For all 3 detector the calibration data sets were combined to include the systematics in the fit results directly. Combining means not a weighted average, just simple all data points were included into the fit --> doubled efficiency value for most of the energies.
The g(x) = a * (1-exp(-(x-c)/b)) * exp(-x/d) function was used to describe the behavior of the Germanium detectors for the whole range of energies (global behavior). From these fits the 80keV outlier point was excluded. This is very strange that it doesn't follow the trend, it would be nice to find out why not.
Between 40-75keV a linear fit was carried out as well. This can also approximate quite well this local energy range, what we need for the K-REC peaks.
l(x) = m*x+e

All the fits were done by gnuplot, but it was also confirmed that ROOT gives us the same parameters + errors + chisquare.
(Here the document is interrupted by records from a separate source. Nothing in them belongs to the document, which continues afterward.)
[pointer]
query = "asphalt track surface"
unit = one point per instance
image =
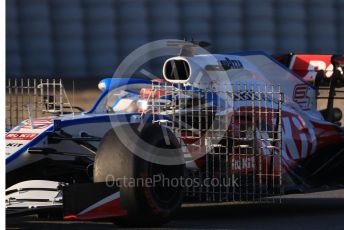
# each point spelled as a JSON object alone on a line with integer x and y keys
{"x": 319, "y": 210}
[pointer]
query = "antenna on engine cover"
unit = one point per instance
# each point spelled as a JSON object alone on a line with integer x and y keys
{"x": 188, "y": 48}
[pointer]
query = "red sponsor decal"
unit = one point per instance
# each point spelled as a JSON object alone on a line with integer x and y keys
{"x": 21, "y": 136}
{"x": 243, "y": 163}
{"x": 40, "y": 123}
{"x": 300, "y": 95}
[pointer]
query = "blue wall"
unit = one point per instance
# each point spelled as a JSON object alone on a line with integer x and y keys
{"x": 89, "y": 37}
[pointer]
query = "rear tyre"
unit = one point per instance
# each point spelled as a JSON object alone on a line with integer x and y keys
{"x": 148, "y": 204}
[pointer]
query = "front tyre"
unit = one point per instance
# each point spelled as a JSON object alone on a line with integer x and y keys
{"x": 147, "y": 204}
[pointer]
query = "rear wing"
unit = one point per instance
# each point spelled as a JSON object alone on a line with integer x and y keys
{"x": 307, "y": 65}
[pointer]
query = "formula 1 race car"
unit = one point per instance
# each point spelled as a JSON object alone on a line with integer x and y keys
{"x": 217, "y": 128}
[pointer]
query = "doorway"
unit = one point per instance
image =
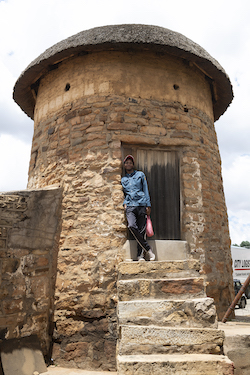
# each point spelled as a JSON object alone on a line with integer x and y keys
{"x": 162, "y": 171}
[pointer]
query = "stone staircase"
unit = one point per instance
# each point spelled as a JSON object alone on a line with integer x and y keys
{"x": 167, "y": 324}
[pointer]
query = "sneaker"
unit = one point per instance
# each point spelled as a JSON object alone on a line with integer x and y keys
{"x": 151, "y": 255}
{"x": 140, "y": 258}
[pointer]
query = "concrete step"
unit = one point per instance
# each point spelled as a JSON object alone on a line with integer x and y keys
{"x": 199, "y": 312}
{"x": 158, "y": 270}
{"x": 167, "y": 340}
{"x": 182, "y": 288}
{"x": 163, "y": 249}
{"x": 190, "y": 364}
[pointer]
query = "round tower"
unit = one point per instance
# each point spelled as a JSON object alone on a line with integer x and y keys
{"x": 95, "y": 97}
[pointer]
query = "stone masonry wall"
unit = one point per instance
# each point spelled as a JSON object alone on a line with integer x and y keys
{"x": 29, "y": 229}
{"x": 79, "y": 147}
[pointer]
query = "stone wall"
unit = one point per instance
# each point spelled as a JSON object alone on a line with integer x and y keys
{"x": 87, "y": 108}
{"x": 79, "y": 147}
{"x": 29, "y": 230}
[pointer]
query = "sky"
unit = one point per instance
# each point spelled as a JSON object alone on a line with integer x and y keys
{"x": 221, "y": 27}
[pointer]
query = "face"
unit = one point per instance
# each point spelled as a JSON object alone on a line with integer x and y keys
{"x": 129, "y": 166}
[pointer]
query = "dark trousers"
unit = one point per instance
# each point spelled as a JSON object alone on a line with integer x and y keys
{"x": 137, "y": 221}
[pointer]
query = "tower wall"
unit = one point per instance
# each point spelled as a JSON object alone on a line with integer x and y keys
{"x": 87, "y": 109}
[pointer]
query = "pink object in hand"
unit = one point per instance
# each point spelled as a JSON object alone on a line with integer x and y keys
{"x": 149, "y": 228}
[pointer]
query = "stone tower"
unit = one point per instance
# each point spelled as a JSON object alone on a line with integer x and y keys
{"x": 94, "y": 97}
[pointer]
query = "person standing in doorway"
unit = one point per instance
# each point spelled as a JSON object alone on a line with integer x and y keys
{"x": 137, "y": 206}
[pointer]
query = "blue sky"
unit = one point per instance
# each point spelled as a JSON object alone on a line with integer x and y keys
{"x": 28, "y": 27}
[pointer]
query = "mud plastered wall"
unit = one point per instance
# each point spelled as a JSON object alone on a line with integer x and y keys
{"x": 86, "y": 110}
{"x": 29, "y": 233}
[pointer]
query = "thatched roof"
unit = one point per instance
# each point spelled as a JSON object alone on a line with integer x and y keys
{"x": 124, "y": 37}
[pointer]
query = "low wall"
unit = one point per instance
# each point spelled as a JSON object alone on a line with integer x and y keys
{"x": 29, "y": 231}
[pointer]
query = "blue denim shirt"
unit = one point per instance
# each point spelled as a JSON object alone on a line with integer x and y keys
{"x": 135, "y": 189}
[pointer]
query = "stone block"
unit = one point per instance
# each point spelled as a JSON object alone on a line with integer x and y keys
{"x": 161, "y": 289}
{"x": 173, "y": 313}
{"x": 163, "y": 249}
{"x": 22, "y": 356}
{"x": 167, "y": 340}
{"x": 158, "y": 270}
{"x": 192, "y": 364}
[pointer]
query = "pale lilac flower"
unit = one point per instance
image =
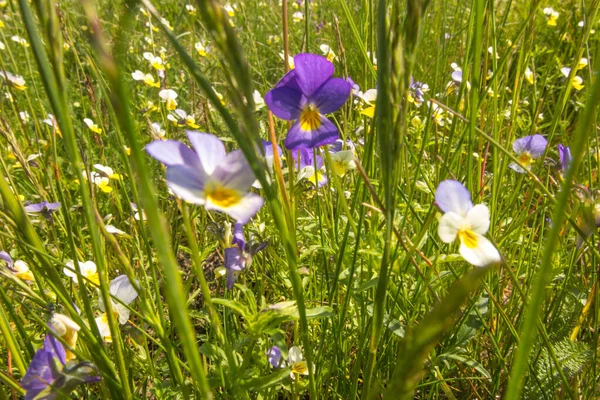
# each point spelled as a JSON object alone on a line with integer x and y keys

One just need to choose well the starting values :)


90° fits:
degrees of freedom    (FIT_NDF)                        : 8
rms of residuals      (FIT_STDFIT) = sqrt(WSSR/ndf)    : 0.419915
variance of residuals (reduced chisquare) = WSSR/ndf   : 0.176329
p-value of the Chisq distribution (FIT_P)              : 0.994094

Final set of parameters            Asymptotic Standard Error
=======================            ==========================
a               = 0.00308376       +/- 0.0005144    (16.68%)
c               = 15.6259          +/- 2.035        (13.03%)
b               = 9.36888          +/- 3.16         (33.73%)
d               = 177.141          +/- 84.95        (47.95%)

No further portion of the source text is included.